Resilient Distributed Dataset API providing transformations and actions for fault-tolerant distributed data processing on large datasets.
Abstract base class for all RDDs providing core distributed dataset functionality with automatic fault recovery through lineage tracking.
/**
* Resilient Distributed Dataset - immutable distributed collection
*/
abstract class RDD[T: ClassTag] extends Serializable {
// Transformations (lazy evaluation)
/** Transform each element using provided function */
def map[U: ClassTag](f: T => U): RDD[U]
/** Transform each element to sequence and flatten results */
def flatMap[U: ClassTag](f: T => IterableOnce[U]): RDD[U]
/** Filter elements matching predicate */
def filter(f: T => Boolean): RDD[T]
/** Map each partition with partition index */
def mapPartitionsWithIndex[U: ClassTag](
f: (Int, Iterator[T]) => Iterator[U],
preservesPartitioning: Boolean = false
): RDD[U]
/** Sample fraction of elements */
def sample(
withReplacement: Boolean,
fraction: Double,
seed: Long = Utils.random.nextLong
): RDD[T]
/** Return union of this RDD and another */
def union(other: RDD[T]): RDD[T]
/** Return intersection with another RDD */
def intersection(other: RDD[T]): RDD[T]
/** Return distinct elements */
def distinct(numPartitions: Int = partitions.length): RDD[T]
/** Group by key function */
def groupBy[K](f: T => K)(implicit kt: ClassTag[K]): RDD[(K, Iterable[T])]
/** Reduce partitions to specified number */
def coalesce(numPartitions: Int, shuffle: Boolean = false): RDD[T]
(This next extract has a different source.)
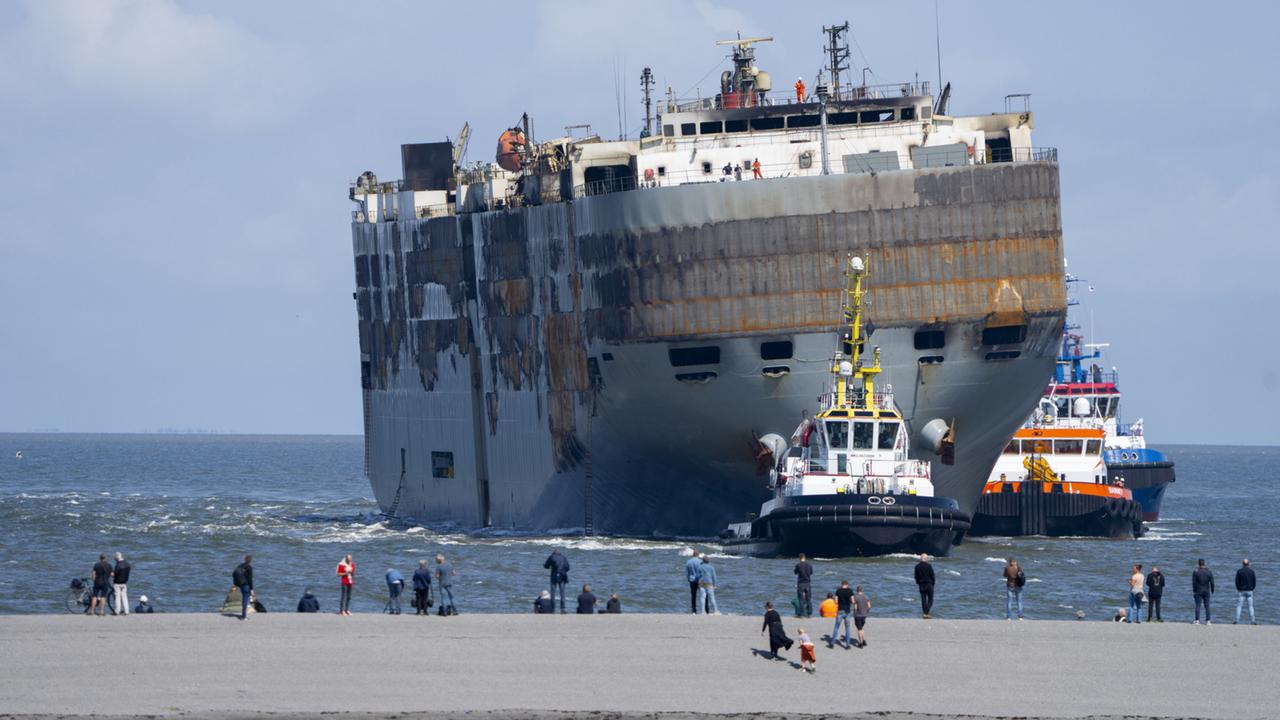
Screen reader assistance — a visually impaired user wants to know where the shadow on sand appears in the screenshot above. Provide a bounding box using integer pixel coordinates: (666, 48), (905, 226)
(751, 647), (803, 670)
/** Repartition to specified number */
def repartition(numPartitions: Int): RDD[T]
/** Sort RDD elements */
def sortBy[K](
f: T => K,
ascending: Boolean = true,
numPartitions: Int = this.partitions.length
)(implicit ord: Ordering[K], ctag: ClassTag[K]): RDD[T]
/** Zip with another RDD */
def zip[U: ClassTag](other: RDD[U]): RDD[(T, U)]
/** Zip with element indices */
def zipWithIndex(): RDD[(T, Long)]
/** Zip with unique IDs */
def zipWithUniqueId(): RDD[(T, Long)]
// Actions (trigger computation)
/** Collect all elements to driver */
def collect(): Array[T]
/** Count number of elements */
def count(): Long
/** Return first element */
def first(): T
/** Take first n elements */
def take(num: Int): Array[T]
/** Take ordered elements */
def takeOrdered(num: Int)(implicit ord: Ordering[T]): Array[T]
/** Take sample */
def takeSample(
withReplacement: Boolean,
num: Int,
seed: Long = Utils.random.nextLong
): Array[T]
/** Reduce elements using function */
def reduce(f: (T, T) => T): T
/** Fold elements with initial value */
def fold(zeroValue: T)(op: (T, T) => T): T
/** Aggregate with different types */
def aggregate[U: ClassTag](zeroValue: U)(
seqOp: (U, T) => U,
combOp: (U, U) => U
): U
/** Apply function to each element */
def foreach(f: T => Unit): Unit
/** Apply function to each partition */
def foreachPartition(f: Iterator[T] => Unit): Unit
/** Save as text file */
def saveAsTextFile(path: String): Unit
def saveAsTextFile(path: String, codec: Class[_ <: CompressionCodec]): Unit
// Persistence
/** Persist RDD with storage level */
def persist(newLevel: StorageLevel): this.type
/** Persist RDD with default storage level (MEMORY_ONLY) */
def persist(): this.type
/** Cache RDD in memory */
def cache(): this.type
/** Remove persisted data */
def unpersist(blocking: Boolean = false): this.type
/** Mark RDD for checkpointing */
def checkpoint(): Unit
/** Check if RDD is checkpointed */
def isCheckpointed: Boolean
// Metadata
/** Get partitions */
def partitions: Array[Partition]
/** Get partitioner */
def partitioner: Option[Partitioner]
/** Check if RDD is empty */
def isEmpty(): Boolean
/** Get storage level */
def getStorageLevel: StorageLevel
}Additional operations available on RDDs of key-value pairs through implicit conversion.
/**
* Extra functions for RDDs of (key, value) pairs
*/
class PairRDDFunctions[K, V](self: RDD[(K, V)]) {
/** Group values by key */
def groupByKey(): RDD[(K, Iterable[V])]
def groupByKey(numPartitions: Int): RDD[(K, Iterable[V])]
def groupByKey(partitioner: Partitioner): RDD[(K, Iterable[V])]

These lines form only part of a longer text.